15 + 13 + 16 + 16 = 60 clock cycles for getting into the ISR and back out again.

Then you have to do the address decoding; figure another 10-30 cycles for that, depending on how complex your card's memory map is.

Flipping the right bits on the MCU's I/O port in order to acknowledge the bus access would take a few more clock cycles.

The IIfx is of course faster, with tighter timing requirements:
An overriding timer on the main logic board generates a /BERR signal anytime the address strobe (/AS) is asserted for longer than 16 microseconds. Your expansion card design must include a provision for generating /DSACK, /BERR, or other terminating signals within this period.

For the same SAMD21; that yields 768 MCU clock cycles before a bus error is thrown.

So... you could get a fast MCU to handle it without causing constant bus errors.

However, that still leaves the issue of being hit with an interrupt at 1/4th the Mac's system speed (the 68030 bus has 4 phases). Even figuring that your MCU is only going to actually acknowledge bus cycles that were aimed at it; and ignore everything else - that still leaves it evaluating each bus cycle to figure out that it wasn't aimed at it. Given the above ballpark figures, if I did the math right, that SAMD21 will 100% saturate with a Mac system bus speed of 1.92Mhz - so, even an SE/30 would swamp it.

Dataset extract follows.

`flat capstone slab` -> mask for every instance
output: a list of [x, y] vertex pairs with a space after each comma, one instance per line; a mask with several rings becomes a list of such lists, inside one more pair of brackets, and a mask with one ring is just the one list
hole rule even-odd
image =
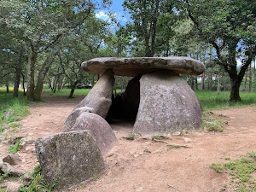
[[183, 57], [102, 57], [84, 61], [82, 68], [90, 73], [102, 74], [112, 68], [115, 75], [135, 77], [159, 69], [171, 70], [178, 74], [200, 75], [205, 70], [204, 64], [197, 60]]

If you use a CPLD to do the address decoding and bus management, your MCU won't be swamped by servicing interrupts like that; and you also don't have to use up MCU pins on the high bits of the address bus.

It is possible to use discrete chips to do this (inverters, multi-input AND gates, and possibly a SPDT DIP switch if you want to be able to set the address range after the board is soldered together), but that does get a bit bulky.


I wonder if a NuBUS card could also easily be made? Or is PDS easier?

PDS is easier; but not by that much. NuBus requires the addition of a latch to store the address in, and the bus cycle is a bit different.
 

buserror

Active member
You should check PiStorm. Desolder the 68k, install PiStorm and you get software running the Mac instead. Right now it's pretty early stage, but it boots.
I've socketed the 68k on a mac SE here, and plan to hack away at that project for a little while...
 

CircuitBored

Well-known member
You should check PiStorm. Desolder the 68k, install PiStorm and you get software running the Mac instead.

PiStorm is (currently) only compatible with 16-bit systems, meaning it can only be installed in machines with 68000, 68010 or 68020 CPUs. This sadly excludes the LC II. I've been trying to get PiStorm working in a Classic for quite a while to minimal success. It's an exciting project but the Mac side of it is developing at a very slow pace compared to Amigaland.